Creating a federal structure will come more easily to some countries than to others. For example:
- Germany, like the U.S., is already a federal structure and therefore has experience with this type of government.
- France is and always has been a much more centralized structure and can be expected to have more difficulty.
- For some countries, such as Spain, a federal structure might actually ease some of the current problems by giving the regions another level of identity and autonomy within the federal euro structure.
The devil, as always, will be in the details. Harmonizing tax and regulatory structures will require enormous compromises. Harmonizing spending policies—and tax collections—will be even more difficult.
If you look closely at Greece, for example, the tax rates on the books do not seem to be the problem; the collection of those taxes does. The spending decisions made by Greece are also radically different from those made by Germany; those made by the other Club Med countries differ only in degree, not in kind, from Greece. These are the kinds of cultural, federal decisions that will need to be made—and enforced—by a federal structure. And it will require a cultural change. For it to work, at some level, Greeks need to become Germans and pay their taxes and work until 67.

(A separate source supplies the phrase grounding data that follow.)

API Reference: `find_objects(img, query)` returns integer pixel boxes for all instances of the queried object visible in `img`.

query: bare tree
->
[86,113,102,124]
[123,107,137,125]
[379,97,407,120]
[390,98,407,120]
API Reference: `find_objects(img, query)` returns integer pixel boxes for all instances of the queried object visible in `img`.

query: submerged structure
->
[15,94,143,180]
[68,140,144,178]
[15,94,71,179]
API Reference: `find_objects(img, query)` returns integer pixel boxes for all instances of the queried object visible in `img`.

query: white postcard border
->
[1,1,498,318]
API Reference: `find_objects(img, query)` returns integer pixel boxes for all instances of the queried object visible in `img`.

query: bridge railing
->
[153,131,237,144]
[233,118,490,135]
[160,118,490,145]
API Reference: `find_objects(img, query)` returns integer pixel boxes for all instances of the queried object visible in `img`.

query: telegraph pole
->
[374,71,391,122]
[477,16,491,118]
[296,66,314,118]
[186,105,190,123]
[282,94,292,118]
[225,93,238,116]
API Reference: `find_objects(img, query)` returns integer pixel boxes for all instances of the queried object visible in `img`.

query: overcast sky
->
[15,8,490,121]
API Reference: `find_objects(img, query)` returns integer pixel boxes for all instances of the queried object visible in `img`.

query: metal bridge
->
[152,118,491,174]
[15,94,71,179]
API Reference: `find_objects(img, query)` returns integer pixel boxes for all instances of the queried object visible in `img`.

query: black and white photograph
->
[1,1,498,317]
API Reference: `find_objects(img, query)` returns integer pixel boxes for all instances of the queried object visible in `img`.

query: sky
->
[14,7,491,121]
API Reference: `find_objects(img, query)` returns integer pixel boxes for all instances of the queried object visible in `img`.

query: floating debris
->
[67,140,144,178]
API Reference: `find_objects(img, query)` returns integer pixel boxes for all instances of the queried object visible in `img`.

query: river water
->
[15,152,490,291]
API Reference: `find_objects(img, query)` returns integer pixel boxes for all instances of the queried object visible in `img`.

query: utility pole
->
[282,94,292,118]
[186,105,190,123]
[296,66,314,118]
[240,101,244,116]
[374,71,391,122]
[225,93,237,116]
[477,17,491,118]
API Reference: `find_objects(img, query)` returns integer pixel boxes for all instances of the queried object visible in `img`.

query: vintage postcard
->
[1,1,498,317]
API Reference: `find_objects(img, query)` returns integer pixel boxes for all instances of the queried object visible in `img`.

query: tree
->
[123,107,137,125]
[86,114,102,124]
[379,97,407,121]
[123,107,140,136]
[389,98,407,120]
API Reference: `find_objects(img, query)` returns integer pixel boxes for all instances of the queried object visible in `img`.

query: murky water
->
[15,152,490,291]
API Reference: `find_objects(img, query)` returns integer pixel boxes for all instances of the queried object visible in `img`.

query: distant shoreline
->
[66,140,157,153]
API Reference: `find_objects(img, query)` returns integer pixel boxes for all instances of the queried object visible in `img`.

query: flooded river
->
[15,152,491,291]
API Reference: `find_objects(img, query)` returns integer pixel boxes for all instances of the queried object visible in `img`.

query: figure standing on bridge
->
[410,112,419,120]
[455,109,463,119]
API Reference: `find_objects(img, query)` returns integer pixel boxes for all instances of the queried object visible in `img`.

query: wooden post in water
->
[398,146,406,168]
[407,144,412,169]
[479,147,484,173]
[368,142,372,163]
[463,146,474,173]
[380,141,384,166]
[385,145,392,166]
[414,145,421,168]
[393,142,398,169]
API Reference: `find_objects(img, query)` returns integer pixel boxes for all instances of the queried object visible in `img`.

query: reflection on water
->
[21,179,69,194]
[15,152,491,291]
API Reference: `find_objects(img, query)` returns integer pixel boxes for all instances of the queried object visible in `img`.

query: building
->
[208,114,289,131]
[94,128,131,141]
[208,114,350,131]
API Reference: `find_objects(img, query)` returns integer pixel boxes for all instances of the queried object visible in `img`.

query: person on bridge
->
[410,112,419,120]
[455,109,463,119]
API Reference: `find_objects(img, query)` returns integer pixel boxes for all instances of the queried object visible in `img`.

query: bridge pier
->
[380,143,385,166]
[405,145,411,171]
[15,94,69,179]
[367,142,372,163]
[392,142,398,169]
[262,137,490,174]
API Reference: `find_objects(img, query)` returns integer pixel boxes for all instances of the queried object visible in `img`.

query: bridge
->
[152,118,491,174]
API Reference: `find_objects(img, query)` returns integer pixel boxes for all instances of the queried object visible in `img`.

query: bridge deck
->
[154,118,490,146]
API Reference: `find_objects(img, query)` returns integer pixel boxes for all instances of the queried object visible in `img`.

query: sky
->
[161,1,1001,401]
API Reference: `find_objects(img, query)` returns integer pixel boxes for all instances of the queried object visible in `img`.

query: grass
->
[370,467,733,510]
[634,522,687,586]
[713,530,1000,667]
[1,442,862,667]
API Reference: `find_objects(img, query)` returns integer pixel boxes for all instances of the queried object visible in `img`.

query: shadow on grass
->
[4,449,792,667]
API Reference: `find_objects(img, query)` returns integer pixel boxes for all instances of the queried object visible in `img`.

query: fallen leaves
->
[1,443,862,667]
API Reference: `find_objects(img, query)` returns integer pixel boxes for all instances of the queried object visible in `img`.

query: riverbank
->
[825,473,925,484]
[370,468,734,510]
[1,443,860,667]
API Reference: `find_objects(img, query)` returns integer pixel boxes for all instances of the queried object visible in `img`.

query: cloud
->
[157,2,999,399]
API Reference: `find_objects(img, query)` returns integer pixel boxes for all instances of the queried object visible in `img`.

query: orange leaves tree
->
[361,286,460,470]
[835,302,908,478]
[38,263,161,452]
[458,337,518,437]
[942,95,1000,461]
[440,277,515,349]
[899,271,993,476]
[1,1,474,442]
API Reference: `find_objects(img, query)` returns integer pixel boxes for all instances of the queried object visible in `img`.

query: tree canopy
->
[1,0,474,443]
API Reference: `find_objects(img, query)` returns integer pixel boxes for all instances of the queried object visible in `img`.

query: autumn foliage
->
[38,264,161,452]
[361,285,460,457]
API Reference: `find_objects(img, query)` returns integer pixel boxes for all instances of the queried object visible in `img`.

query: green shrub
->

The other component of what makes the U.S. work is labor mobility. Again, this requires a common culture to a great extent. Setting aside the obvious language issues, for a true European federal structure to evolve and last, a European culture will need to evolve. Regional differences can and will persist, but the cultural identity will need to have a solid common base—one where a Greek person can go to work in Finland and still feel, to some degree, at home. (At least to the extent that, say, a Californian feels at home in Michigan.)
The last piece of the puzzle here is productivity, and this ties in directly with labor mobility. For Greece to be competitive, for example, wages need to fall by about 20 percent to be comparable with Germany. Greeks can either stay home and absorb that loss or relocate to areas with higher wage levels. Because this is not happening—and has not happened in the past—it is a driver of structurally higher levels of unemployment in Europe compared with the U.S. The alternative to this kind of wage devaluation is the solution that Greece and the other Mediterranean countries have always resorted to in the past: currency devaluation.
This is what success would look like for the eurozone and the European Union in its present form. It is a long way away, and, in many respects, failure looks a lot more likely. Tomorrow we’ll look at what failure would imply.